The specific failure mode in molecular ML

Property prediction models for molecules are typically trained on datasets of known compounds: drugs that have been tested, materials that have been characterized. The training distribution reflects the chemical space that has been historically explored. Novel scaffolds, new functional group combinations, and structural motifs not present in the training set are precisely the most interesting targets for generative design, and they are precisely the inputs on which the model's confidence is least reliable.

A model trained on ZINC drug-like molecules and asked to predict the binding affinity of a macrocyclic peptide with unusual backbone geometry will produce a number. That number will look exactly like the numbers it produces for drug-like small molecules. There is no flag, no asterisk, no widened interval. The prediction is indistinguishable in format from a prediction the model is actually equipped to make.

The tools that exist

Uncertainty quantification in neural networks is an active research area and the solutions are imperfect but real.

Monte Carlo dropout uses the dropout layers present in many networks during inference as well as training, running the same input through the network many times with different neurons randomly zeroed, and treating the spread in outputs as a proxy for uncertainty. It is easy to implement and often underestimates true uncertainty, but it provides some signal at low computational cost.

Deep ensembles train multiple networks with different random initializations and take the spread in their predictions as a measure of uncertainty.
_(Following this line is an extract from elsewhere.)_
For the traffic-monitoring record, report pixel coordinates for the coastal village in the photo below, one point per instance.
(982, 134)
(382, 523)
This is more expensive but better calibrated than MC dropout in most studies. The intuition is that networks trained from different starting points will agree on in-distribution inputs and disagree on out-of-distribution inputs, because the training data constrains all the models to similar solutions for seen cases but does not constrain them for unseen cases.
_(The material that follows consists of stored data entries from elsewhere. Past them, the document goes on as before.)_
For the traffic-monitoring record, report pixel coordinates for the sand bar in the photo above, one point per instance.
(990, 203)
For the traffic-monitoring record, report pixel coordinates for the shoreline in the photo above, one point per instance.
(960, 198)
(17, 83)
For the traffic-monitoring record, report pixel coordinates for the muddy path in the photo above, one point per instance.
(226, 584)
Gaussian Process models provide theoretically principled uncertainty estimates by maintaining a distribution over functions rather than a point estimate. The uncertainty is low near training data and grows in unexplored regions. GPs scale poorly to large datasets and high-dimensional inputs, which is why neural networks displaced them for many tasks, but for low-data scientific problems they remain competitive and their uncertainty estimates are better understood.
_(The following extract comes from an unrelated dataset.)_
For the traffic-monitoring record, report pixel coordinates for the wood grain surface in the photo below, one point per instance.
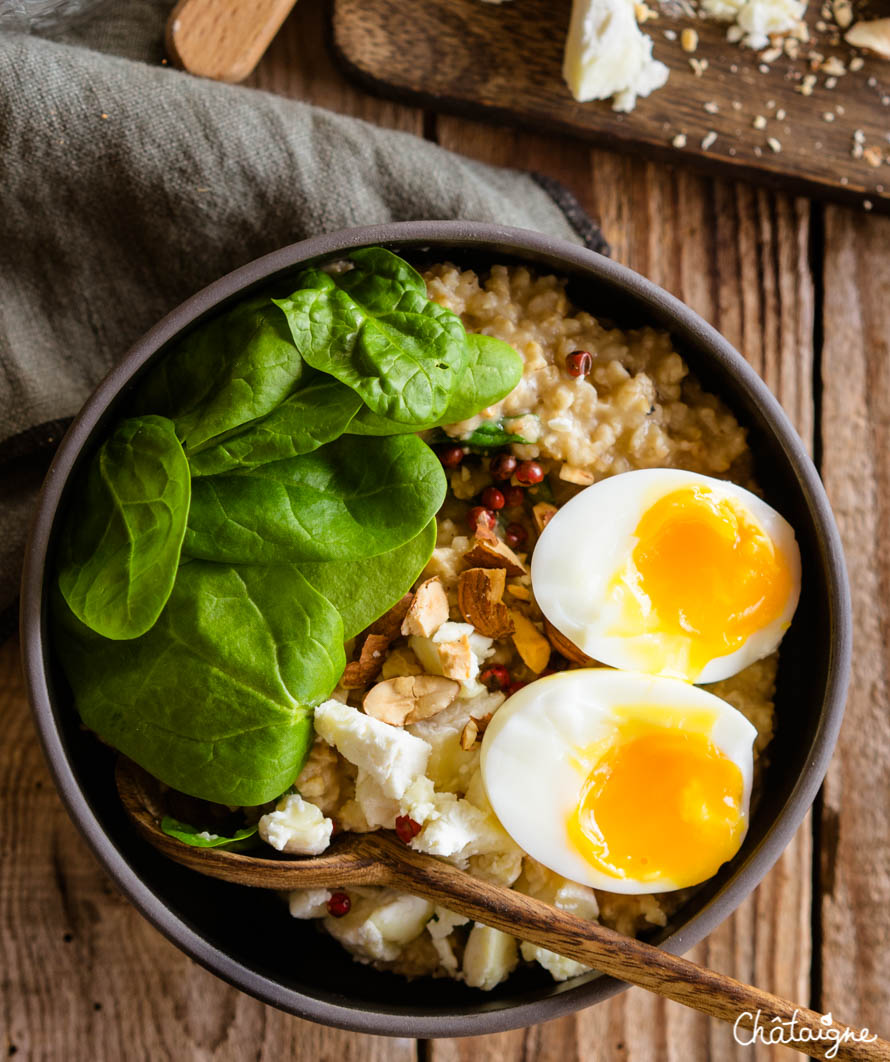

Conformal prediction is a newer framework that provides distribution-free coverage guarantees: for a specified confidence level, the prediction interval will contain the true value that fraction of the time, regardless of the model architecture or the data distribution. It requires only a calibration set and produces wider intervals when the model is less certain. The intervals are valid in a precise statistical sense, which is more than most uncertainty estimates can claim.

Why calibration is a scientific responsibility

A model that is uncalibrated is not just technically flawed. It is producing misleading information dressed up as quantitative precision. In materials screening, an uncalibrated model that predicts high binding affinity for twenty novel candidates with apparent confidence of 95% has told you something that sounds like strong evidence but is not. The confidence numbers carry rhetorical weight whether or not they are warranted.

The practice of reporting point predictions with no uncertainty in scientific ML papers transfers to the tools used by experimentalists who may not have the background to question the confidence encoding. A computed number that looks like a measurement gets treated like a measurement. Acting on it as if it were a measurement, when it is actually an interpolation of uncertain validity, wastes resources and sometimes sends research programs in wrong directions for years.

Getting the uncertainty right is not a nice-to-have. It is part of what it means to do science with these tools.